The gospel of Jesus Christ demands commitment. I've heard it said many times that in each of our lives we will have that commitment tested in incredibly difficult ways and I have recently realized that really is true. All around me I have been seeing friends and family being faced with very important decisions that shape their lives and their character, decisions that at their simplest are a decision of commitment.

The complexities of our lives, the messiness of our emotions, and the reasonable rationalizations we often make can lead us to think otherwise… to think that "this isn't really a test of my commitment to God, I'm committed to Him… this is just what I want right now" or "this just seems to be the right thing because of these reasons" which is a distraction from the plain truth that we already made the choice to do it one way when we originally committed ourselves to God -- so are we committed to that commitment or not?

In the July Ensign President Deiter F. Uchtorf explained that commitment is a little like diving into water in the way that once you've started diving you have to follow through. "Either you are committed or you are not. Either you are moving forward or you are standing still. There's no halfway. We all face moments of decision that change the rest of our lives." If we are avoiding doing what needs to be done, or justifying alternatives, we are not keeping our commitments and "nothing can be more important than keeping a commitment we have made with the Lord." These are the covenants we make within the gospel and our full commitment or lack of will determine our future and our character. "Being only sort of committed to the gospel can lead to frustration, unhappiness, and guilt."

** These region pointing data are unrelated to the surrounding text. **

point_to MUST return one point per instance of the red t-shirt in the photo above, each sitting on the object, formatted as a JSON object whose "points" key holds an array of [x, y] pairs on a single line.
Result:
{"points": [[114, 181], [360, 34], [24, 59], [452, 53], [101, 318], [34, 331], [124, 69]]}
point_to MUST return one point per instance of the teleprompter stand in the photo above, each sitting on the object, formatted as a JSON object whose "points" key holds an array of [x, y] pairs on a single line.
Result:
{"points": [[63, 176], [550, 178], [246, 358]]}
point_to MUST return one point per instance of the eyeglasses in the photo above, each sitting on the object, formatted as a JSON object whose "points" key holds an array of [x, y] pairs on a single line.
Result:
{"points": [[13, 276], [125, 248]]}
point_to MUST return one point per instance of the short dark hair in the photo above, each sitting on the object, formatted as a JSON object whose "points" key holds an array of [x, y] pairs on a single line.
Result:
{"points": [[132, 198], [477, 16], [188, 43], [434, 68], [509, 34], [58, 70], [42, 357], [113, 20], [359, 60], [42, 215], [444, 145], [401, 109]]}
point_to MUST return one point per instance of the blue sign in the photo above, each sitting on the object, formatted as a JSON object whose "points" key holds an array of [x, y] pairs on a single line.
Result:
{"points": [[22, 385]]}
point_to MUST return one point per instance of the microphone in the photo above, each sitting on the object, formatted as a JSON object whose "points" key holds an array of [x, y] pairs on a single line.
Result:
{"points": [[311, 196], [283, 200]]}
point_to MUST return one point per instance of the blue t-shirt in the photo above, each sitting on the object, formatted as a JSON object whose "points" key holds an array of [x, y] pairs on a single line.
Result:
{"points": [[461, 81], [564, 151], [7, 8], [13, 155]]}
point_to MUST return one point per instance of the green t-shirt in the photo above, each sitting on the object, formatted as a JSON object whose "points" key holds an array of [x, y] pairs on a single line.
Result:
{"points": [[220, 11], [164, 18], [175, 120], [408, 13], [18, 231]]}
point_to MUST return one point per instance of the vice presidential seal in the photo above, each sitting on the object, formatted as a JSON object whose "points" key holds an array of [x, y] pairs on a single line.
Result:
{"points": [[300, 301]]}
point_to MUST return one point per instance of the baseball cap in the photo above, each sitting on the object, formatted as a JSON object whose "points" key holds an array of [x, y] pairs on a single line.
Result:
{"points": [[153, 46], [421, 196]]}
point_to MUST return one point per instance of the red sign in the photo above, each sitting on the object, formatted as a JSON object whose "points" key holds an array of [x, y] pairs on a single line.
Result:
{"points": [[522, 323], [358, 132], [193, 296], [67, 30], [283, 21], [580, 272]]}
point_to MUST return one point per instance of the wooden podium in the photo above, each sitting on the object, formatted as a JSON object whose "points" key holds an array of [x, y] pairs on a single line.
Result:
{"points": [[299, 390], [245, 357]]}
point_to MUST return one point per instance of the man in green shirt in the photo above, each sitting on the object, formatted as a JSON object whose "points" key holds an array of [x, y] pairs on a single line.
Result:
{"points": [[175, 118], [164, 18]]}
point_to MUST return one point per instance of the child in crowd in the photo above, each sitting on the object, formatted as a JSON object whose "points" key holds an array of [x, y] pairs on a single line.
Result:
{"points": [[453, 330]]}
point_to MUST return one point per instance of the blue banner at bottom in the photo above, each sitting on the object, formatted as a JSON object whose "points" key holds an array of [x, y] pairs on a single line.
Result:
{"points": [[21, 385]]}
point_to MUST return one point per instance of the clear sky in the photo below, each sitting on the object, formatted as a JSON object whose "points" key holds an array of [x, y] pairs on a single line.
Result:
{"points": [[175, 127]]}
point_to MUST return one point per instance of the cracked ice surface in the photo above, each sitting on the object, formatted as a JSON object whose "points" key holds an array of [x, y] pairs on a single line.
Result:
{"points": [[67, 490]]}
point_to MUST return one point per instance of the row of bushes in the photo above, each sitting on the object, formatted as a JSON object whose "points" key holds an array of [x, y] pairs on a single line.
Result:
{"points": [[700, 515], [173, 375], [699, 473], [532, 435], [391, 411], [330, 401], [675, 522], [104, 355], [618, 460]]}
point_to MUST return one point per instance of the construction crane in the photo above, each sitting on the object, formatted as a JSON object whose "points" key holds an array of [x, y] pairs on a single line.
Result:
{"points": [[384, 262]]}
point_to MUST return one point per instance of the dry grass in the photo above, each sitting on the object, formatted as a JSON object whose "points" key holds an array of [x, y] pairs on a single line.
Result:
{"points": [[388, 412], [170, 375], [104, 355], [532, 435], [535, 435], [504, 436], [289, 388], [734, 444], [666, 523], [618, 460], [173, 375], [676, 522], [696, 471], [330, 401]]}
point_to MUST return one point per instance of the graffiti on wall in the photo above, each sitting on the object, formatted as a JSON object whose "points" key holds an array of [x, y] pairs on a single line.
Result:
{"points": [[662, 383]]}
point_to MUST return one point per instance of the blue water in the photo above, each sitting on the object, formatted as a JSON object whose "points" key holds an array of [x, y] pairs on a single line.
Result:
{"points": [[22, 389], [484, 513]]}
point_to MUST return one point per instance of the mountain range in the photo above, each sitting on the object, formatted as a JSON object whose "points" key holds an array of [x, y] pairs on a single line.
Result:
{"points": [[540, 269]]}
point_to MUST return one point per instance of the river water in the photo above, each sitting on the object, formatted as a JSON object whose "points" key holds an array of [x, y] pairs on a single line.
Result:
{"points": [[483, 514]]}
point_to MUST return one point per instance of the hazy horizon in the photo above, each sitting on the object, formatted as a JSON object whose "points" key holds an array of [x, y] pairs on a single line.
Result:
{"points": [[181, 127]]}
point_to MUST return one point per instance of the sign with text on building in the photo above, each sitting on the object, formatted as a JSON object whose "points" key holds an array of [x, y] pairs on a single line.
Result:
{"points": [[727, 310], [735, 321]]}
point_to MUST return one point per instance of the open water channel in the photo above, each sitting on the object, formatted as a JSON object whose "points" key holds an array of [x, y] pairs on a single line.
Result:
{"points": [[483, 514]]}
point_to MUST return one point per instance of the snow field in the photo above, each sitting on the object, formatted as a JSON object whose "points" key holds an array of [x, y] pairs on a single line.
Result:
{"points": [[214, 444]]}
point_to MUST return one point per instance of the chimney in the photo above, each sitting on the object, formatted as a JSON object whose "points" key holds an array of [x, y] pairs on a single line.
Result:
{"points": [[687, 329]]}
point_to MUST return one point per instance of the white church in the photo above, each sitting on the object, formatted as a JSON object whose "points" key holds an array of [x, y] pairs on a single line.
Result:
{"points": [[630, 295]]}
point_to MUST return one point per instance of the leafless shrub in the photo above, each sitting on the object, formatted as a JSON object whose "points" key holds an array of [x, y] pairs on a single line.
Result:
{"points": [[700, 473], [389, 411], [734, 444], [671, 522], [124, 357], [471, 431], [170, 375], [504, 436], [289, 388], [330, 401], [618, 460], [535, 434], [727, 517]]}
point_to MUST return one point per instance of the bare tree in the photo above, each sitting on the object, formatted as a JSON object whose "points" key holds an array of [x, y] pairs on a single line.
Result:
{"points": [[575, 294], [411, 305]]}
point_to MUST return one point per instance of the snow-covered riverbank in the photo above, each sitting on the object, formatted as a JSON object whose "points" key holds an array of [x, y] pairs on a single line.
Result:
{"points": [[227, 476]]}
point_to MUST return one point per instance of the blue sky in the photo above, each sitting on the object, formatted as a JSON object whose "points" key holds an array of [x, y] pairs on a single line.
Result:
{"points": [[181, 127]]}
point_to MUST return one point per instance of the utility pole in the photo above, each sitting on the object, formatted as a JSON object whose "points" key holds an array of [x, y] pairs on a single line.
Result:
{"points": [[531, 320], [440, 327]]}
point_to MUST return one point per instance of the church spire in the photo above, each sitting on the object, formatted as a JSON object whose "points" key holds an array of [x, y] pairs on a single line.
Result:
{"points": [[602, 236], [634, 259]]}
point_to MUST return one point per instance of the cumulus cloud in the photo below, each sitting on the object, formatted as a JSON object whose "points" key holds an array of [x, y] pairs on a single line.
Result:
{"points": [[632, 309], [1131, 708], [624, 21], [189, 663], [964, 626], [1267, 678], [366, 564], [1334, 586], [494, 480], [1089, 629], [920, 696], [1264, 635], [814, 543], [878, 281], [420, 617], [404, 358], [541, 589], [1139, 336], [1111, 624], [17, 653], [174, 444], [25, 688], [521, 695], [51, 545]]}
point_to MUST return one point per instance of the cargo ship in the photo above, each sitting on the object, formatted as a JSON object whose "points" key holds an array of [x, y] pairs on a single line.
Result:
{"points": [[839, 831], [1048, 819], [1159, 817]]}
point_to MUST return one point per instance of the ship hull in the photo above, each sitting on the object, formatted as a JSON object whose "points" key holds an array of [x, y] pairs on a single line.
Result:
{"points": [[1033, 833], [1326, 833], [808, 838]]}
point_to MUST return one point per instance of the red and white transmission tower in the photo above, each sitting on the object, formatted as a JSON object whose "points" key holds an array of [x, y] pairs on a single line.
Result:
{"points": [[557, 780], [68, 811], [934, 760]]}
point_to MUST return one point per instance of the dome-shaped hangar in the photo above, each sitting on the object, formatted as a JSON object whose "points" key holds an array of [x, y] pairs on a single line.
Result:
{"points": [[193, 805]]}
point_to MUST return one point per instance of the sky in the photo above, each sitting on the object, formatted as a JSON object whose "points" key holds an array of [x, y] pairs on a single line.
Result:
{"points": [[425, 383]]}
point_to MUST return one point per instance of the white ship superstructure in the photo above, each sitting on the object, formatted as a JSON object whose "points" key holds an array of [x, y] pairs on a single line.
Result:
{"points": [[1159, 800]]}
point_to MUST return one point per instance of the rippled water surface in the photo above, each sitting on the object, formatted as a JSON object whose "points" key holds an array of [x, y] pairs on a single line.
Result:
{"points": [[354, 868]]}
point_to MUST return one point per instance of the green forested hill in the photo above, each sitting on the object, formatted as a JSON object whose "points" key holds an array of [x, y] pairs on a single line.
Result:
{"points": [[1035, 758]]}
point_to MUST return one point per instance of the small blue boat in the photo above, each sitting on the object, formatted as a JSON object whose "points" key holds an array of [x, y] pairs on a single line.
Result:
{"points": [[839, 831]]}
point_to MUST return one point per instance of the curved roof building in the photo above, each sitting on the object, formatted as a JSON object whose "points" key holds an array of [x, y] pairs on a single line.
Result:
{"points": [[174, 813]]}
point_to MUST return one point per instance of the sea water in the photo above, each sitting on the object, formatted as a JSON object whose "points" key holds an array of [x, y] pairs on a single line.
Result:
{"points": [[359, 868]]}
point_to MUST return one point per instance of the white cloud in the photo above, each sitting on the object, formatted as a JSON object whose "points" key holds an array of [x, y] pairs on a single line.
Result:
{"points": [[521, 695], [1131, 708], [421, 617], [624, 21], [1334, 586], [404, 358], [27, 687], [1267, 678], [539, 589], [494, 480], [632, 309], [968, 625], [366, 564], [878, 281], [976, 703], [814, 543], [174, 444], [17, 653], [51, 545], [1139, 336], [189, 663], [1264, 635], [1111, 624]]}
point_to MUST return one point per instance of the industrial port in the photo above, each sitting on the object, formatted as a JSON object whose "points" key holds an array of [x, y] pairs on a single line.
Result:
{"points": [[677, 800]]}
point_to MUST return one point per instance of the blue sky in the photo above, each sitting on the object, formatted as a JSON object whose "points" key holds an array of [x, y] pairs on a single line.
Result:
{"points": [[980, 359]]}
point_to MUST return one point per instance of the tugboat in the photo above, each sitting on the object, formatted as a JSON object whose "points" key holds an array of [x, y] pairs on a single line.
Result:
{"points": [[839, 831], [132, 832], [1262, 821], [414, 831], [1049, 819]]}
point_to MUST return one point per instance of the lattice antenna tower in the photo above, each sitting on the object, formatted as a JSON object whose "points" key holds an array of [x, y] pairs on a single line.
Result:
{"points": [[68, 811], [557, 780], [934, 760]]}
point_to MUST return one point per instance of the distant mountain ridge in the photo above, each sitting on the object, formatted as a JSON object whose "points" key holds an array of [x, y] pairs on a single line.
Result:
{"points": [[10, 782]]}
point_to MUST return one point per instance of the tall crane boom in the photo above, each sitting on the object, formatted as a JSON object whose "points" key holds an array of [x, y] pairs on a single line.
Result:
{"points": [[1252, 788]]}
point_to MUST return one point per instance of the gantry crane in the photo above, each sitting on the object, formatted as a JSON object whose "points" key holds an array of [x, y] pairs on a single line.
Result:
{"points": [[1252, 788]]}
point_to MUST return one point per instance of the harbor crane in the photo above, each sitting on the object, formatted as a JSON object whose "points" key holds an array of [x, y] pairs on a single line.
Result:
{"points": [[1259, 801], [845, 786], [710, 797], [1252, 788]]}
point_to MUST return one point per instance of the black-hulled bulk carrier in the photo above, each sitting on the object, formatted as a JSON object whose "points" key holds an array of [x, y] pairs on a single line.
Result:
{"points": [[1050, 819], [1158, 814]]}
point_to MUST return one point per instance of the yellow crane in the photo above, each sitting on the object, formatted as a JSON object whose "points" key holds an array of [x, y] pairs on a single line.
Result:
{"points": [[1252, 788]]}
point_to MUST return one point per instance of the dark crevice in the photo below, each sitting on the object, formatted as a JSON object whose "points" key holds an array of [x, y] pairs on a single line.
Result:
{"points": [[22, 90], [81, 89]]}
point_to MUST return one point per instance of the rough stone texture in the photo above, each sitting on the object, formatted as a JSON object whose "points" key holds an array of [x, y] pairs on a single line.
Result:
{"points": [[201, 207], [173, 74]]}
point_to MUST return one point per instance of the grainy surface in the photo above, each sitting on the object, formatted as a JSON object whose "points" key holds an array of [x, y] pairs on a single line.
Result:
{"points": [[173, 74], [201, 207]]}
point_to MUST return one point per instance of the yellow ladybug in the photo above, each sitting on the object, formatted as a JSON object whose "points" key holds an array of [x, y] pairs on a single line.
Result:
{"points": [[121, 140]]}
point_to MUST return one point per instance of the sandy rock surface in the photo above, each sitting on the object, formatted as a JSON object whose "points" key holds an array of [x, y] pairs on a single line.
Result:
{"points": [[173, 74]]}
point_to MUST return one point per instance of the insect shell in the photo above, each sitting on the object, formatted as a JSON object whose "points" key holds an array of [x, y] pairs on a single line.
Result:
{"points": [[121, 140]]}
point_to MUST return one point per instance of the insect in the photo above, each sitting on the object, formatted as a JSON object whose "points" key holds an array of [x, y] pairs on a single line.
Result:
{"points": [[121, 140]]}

Covenants are supposed to help us keep our commitment to the Lord. When we are faced with the option to delay we can say to ourselves, "well, this alternative is very tempting or that seems like a good reason to wait or do this other thing, BUT I have promised to do this -- so I must. This is why I like the diving analogy so much. In my cliff diving experience, the key to getting myself to dive is just forcing myself over the edge - after that, I'm fully committed and there's no going back. If you see covenants as having already taken the step off the cliff, as already being committed, then there's nothing to be done except to execute the dive and swim back to the surface.

To keep walking to the edge and looking over, to keep thinking about it, makes getting myself to dive harder. I have to just do it. It's a lot the same with my commitments to the Lord. If I start to even consider alternatives and excuses to what I have committed to do…it makes everything more difficult.

We shouldn't be afraid of our covenants. When we made them we had the chance to consider if what we were promising to do really was the best choice. Every time we renew our covenants we have the opportunity to reconsider that. I promised to love God and do what He wants in all things. I really do believe that what He wants, He has stated in the gospel of Jesus Christ.

It helps to think "I cannot choose otherwise." That in the same way that I cannot step back onto the cliff once I have jumped, I cannot choose other than what I have promised to God. And I have faith in what He has promised me in return, that as I show him I am fully committed - that I am fully HIS - He will make of my decisions the best results, and make of me my best self.

To me this is a big part of turning oneself over to Christ. My life is His, because my decisions are already made - I am committed to Him.